Children thought to be among 25 dead in Syria blasts
Twenty-five people have been killed and 175 wounded in two explosions that targeted security compounds in the northern city of Aleppo, Syrian media reports.
State television blamed "terrorists" for the blasts, following the regime line that armed groups looking to destabilise Syria are behind the uprising.
Opposition activists accused President Bashar Assad's regime of setting off the explosions.
The blasts were the first significant violence in Aleppo, Syria's largest city, which has largely stood by President Bashar Assad during the nearly 11-month-old uprising against his rule.
The TV quoted the Health Ministry in giving the casualty figures.
Anti-Assad activists accused the regime of setting off the blasts to discredit the opposition and to overt protests that had been planned in the city today.
Two earlier bombings in Damascus in December and January that killed dozens prompted similar exchanges of accusations. There has been no claim of responsibility for any of the attacks.
Outside the compound of the Military Intelligence Directorate, hit by one of the morning explosions, a weeping correspondent on state-run TV showed graphic footage of at least five corpses, collected in sacks and under blankets by the side of the road.
Debris filled the street and residential buildings appeared to have their windows shattered. But the location did not appear to be closed off, as local residents milled around the site, with few uniformed police around.
No emergency vehicles or ambulances were visible in the footage and there was no sign of wounded, as earth-moving equipment was seen clearing the rubble.
The presenter said the blast went off near a park where children were playing and claimed children were also killed. Although it lingered over the adult bodies, the TV footage did not show any child victims.
The second blast went off outside the headquarters of a police force in another part of the city.
Mohammed Abu-Nasr, an Aleppo-based activist, blamed Assad's regime for the explosions, insisting the opposition would not carry out bombings in residential areas.
"Had the opposition wanted to detonate bombs they would not do that in a residential area," Abu-Nasr said. "The opposition and the Free Syrian Army don't kill civilians," he said, referring to the force of army defectors that frequently attacks regime military forces.
Abu-Nasr said the blasts came on a day when activists were planning wide protests in the city after the Friday prayers. "Despite the blasts, were will go out and protest today," he said.
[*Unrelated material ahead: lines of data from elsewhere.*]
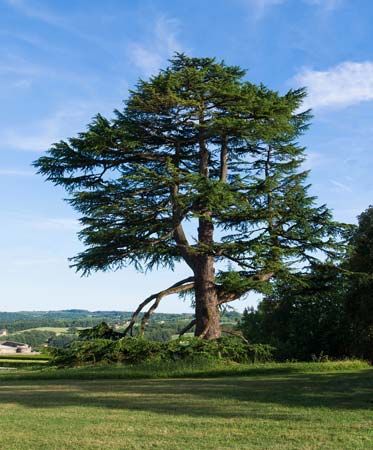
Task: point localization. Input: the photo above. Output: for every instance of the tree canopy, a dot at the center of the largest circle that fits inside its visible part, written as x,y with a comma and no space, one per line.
200,166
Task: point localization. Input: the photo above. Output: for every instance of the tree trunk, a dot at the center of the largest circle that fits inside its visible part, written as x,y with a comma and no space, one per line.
206,296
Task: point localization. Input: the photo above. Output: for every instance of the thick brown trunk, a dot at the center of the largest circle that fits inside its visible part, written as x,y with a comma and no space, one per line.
206,296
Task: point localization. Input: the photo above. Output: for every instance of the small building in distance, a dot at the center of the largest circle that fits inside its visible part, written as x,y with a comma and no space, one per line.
7,347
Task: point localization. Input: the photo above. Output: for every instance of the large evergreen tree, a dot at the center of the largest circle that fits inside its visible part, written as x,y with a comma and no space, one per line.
359,298
203,167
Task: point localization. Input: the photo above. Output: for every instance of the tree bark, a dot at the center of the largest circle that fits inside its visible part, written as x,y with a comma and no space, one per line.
206,295
206,299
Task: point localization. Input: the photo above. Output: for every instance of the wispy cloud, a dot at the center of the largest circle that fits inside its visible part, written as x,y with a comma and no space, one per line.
259,8
149,56
341,187
42,261
345,84
326,5
55,224
39,135
16,173
36,11
41,223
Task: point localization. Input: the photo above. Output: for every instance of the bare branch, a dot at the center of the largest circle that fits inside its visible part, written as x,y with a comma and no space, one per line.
175,288
172,290
226,297
188,327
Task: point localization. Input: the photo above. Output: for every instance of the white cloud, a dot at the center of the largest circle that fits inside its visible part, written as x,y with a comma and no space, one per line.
39,135
32,9
345,84
258,8
327,5
16,173
36,261
341,187
149,56
55,224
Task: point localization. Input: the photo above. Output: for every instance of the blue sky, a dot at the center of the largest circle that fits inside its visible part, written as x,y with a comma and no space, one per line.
61,62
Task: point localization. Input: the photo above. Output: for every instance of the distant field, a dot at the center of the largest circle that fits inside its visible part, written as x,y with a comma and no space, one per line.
57,330
22,359
273,406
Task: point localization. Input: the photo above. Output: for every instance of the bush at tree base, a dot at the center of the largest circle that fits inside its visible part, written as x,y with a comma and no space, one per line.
135,350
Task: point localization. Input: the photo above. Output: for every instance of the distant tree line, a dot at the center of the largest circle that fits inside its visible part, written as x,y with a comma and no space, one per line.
327,312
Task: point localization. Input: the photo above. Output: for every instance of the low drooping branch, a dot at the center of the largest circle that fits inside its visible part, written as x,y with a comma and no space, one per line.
235,333
180,286
188,327
230,296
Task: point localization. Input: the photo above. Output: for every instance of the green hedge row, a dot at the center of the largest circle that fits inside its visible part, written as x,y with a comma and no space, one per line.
131,350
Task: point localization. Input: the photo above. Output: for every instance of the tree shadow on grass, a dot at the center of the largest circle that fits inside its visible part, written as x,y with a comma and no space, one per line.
219,397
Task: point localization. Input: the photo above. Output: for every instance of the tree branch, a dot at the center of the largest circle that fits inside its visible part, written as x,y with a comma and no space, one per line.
180,286
188,327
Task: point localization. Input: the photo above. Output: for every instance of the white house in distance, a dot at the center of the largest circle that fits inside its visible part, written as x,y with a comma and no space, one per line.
7,347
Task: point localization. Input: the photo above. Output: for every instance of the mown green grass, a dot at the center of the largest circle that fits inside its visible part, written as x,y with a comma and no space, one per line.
271,406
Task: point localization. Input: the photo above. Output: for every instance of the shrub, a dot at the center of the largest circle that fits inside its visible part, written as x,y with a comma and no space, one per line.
135,350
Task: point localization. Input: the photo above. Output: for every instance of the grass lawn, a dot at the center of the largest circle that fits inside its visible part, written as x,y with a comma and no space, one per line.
273,406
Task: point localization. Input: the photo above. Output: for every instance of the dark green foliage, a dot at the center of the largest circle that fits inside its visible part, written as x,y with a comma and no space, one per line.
137,350
303,319
133,350
100,331
359,303
197,144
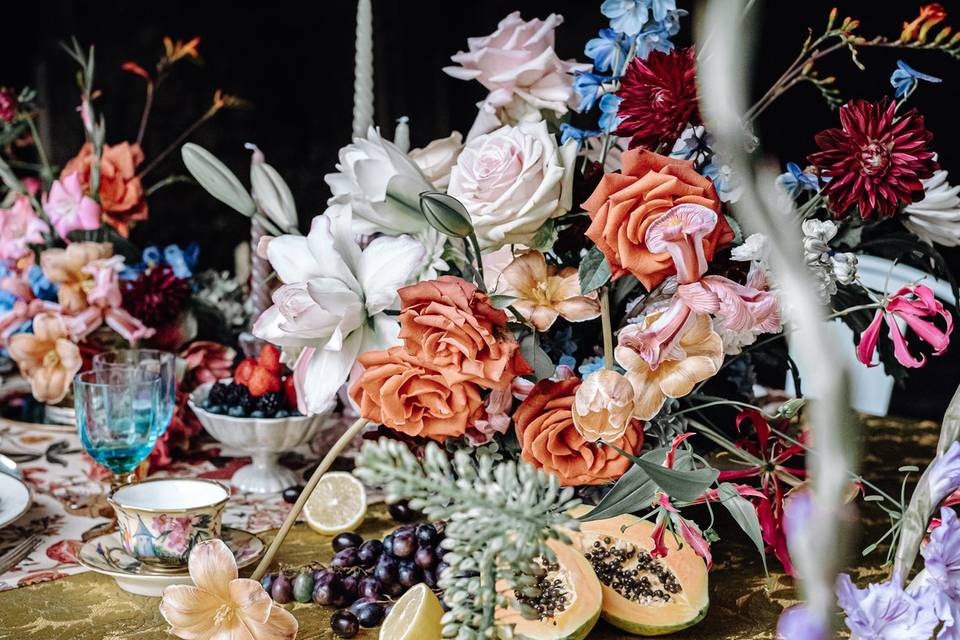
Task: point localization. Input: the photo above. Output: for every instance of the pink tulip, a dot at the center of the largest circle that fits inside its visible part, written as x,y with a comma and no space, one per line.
69,208
918,307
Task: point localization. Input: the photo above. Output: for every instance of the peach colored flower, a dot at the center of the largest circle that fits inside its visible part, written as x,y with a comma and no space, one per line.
66,267
222,605
398,392
121,193
544,291
696,356
47,357
603,406
451,327
550,441
625,204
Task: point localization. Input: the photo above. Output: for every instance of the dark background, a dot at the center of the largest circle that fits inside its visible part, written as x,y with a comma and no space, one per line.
294,62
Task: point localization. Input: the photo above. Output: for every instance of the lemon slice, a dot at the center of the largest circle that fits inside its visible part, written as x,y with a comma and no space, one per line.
415,616
337,504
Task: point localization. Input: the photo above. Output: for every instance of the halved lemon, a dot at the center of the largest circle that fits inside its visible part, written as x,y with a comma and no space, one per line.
337,504
415,616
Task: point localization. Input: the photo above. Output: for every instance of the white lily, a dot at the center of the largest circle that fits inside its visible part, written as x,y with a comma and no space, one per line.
332,302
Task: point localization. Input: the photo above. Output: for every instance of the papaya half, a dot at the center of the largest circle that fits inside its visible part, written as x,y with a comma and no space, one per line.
566,599
644,595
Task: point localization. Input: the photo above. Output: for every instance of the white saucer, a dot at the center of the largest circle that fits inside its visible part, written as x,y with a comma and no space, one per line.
105,554
14,499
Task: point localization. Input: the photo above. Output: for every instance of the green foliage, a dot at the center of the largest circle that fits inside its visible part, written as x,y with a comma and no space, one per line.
499,517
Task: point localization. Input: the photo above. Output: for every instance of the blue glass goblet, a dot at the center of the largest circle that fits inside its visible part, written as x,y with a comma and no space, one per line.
118,417
162,363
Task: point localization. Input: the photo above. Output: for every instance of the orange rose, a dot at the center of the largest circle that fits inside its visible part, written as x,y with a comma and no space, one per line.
451,327
121,193
624,204
399,393
549,440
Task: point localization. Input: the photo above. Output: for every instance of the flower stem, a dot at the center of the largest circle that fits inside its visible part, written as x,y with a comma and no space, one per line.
325,464
607,327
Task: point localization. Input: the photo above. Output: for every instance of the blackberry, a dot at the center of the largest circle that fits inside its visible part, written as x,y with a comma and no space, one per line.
218,393
270,403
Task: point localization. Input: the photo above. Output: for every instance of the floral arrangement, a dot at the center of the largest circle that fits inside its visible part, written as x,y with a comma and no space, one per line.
565,298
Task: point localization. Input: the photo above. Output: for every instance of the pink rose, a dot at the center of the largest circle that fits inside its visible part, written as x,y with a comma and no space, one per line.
518,60
69,208
19,228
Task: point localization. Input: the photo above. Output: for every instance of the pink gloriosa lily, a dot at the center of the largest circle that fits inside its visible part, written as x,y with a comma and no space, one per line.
918,307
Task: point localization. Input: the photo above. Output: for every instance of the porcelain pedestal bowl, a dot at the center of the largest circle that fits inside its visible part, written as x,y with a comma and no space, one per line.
263,439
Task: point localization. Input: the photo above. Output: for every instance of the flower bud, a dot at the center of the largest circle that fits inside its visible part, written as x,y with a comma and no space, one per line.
446,214
603,406
217,179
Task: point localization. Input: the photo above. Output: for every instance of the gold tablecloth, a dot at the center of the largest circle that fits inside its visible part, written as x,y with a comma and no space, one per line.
744,603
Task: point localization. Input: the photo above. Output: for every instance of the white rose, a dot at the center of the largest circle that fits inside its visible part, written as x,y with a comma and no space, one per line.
512,181
437,158
359,187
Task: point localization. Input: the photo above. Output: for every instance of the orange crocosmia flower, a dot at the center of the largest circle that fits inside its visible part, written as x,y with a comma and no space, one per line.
550,441
397,391
625,204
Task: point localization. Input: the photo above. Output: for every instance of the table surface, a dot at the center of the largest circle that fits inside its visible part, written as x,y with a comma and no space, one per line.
744,603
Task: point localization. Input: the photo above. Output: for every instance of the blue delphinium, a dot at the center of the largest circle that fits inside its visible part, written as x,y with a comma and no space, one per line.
630,16
587,87
904,79
608,51
795,180
609,105
570,132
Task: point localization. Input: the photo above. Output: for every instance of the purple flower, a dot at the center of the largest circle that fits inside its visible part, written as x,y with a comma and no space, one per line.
942,554
884,611
796,623
944,472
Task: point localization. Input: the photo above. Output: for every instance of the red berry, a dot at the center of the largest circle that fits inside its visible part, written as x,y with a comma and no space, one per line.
290,391
244,371
262,381
269,358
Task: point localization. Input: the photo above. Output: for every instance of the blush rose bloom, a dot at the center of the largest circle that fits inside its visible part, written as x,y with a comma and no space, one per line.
121,192
451,327
625,204
518,60
550,441
397,391
512,181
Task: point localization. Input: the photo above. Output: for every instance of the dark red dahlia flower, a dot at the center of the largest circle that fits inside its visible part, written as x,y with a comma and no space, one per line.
659,98
876,160
155,296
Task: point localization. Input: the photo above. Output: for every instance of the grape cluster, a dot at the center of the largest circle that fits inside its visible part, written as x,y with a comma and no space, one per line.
365,576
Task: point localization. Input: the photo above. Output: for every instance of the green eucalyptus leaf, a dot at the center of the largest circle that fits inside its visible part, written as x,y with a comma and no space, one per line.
745,515
594,271
217,179
536,357
680,485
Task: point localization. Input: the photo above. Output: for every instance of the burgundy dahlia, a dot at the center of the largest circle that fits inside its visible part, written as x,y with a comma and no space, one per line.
659,98
8,105
155,296
876,160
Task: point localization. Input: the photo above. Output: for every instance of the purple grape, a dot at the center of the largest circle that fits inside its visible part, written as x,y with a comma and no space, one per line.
404,544
409,573
369,587
369,614
344,624
369,551
282,589
426,535
345,558
346,540
425,558
386,570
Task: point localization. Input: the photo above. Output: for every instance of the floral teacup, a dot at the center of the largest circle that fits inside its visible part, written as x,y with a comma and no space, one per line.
160,520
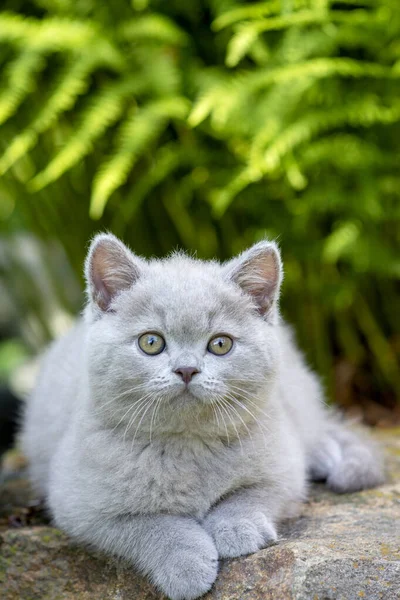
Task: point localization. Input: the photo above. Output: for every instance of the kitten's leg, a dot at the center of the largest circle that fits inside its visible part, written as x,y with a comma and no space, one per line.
175,552
345,461
243,523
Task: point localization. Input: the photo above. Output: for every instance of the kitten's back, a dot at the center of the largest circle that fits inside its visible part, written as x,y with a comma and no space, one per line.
49,409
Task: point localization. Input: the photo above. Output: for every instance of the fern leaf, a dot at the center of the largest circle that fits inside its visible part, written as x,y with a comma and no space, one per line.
360,114
135,136
52,33
251,11
72,83
153,27
104,110
21,80
166,160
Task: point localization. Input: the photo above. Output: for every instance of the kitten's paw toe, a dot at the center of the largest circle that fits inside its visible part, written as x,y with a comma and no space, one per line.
237,537
189,573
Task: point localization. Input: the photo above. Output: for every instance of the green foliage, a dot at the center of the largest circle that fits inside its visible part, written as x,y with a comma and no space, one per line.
208,125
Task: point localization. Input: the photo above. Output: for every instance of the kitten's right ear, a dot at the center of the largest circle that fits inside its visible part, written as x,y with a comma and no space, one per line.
110,268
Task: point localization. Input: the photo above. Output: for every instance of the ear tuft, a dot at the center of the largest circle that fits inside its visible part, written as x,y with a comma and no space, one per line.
110,269
258,271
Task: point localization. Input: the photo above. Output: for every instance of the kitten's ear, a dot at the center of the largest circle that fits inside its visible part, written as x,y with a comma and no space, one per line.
110,268
258,271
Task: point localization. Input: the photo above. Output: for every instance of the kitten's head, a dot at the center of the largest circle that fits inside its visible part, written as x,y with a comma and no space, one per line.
180,342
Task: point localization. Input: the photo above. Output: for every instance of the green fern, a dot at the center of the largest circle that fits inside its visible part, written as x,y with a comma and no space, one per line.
135,136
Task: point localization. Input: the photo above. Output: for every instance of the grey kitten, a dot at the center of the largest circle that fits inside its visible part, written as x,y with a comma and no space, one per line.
177,423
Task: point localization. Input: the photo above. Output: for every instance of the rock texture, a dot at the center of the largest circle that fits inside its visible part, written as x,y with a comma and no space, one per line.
341,548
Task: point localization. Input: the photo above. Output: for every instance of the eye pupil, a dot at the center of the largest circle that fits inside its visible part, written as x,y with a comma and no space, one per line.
220,345
151,343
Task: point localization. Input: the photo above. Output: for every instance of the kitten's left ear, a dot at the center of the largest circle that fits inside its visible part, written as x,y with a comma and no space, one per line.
258,271
110,268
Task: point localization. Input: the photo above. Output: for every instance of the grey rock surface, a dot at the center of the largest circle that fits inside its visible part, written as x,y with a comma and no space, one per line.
343,547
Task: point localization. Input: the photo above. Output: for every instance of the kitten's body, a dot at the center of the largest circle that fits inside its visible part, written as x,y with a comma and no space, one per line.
173,475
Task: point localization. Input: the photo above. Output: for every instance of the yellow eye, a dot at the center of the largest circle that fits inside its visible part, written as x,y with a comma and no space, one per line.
220,345
151,343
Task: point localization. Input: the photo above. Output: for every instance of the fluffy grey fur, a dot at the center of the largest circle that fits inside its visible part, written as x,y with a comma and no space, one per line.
172,475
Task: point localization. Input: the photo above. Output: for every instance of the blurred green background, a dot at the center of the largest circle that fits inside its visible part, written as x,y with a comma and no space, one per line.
208,125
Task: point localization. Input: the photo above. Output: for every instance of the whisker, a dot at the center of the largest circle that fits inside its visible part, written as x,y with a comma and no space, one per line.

So far, Assad's opponents have had little success in galvanising support in Aleppo, in part because the business leaders have long traded political freedoms for economic privileges. The city of around two million also has a large population of Kurds, who have mostly stayed on the sidelines of the uprising since Assad's regime began giving them citizenship, which they had long been denied.
The Aleppo blast was the latest in a string of bombings that the regime has sought to blame on the opposition, which denies any role. On January 6, a suicide attack in the capital Damascus killed 26 people. Two weeks earlier, 44 people were killed in a twin suicide bombings that targeted intelligence agency compounds in Damascus.
Assad's crackdown has killed more than 5,400 people since the uprising began in March.
In another development today, Syrian troops who for the past six days have been bombarding the city of Homs made their first ground move of the campaign to seize one of the city's restive neighbourhoods.
Soldiers backed by tanks pushed into the neighbourhood of Inshaat. The Britain-based Syrian Observatory for Human Rights said troops were going from house to house detaining people.
Hundreds of people are believed to have been killed in the past week in Homs from relentless shelling and gunfire on several rebellious neighbourhoods in the city.
Troops shelled parts of the city with tanks and heavy machine guns through the night until daylight, said Majd Amer, an activist in Khaldiyeh, one of the targeted districts. He said troops nearby appeared to be preparing to move into Khaldiyeh as well.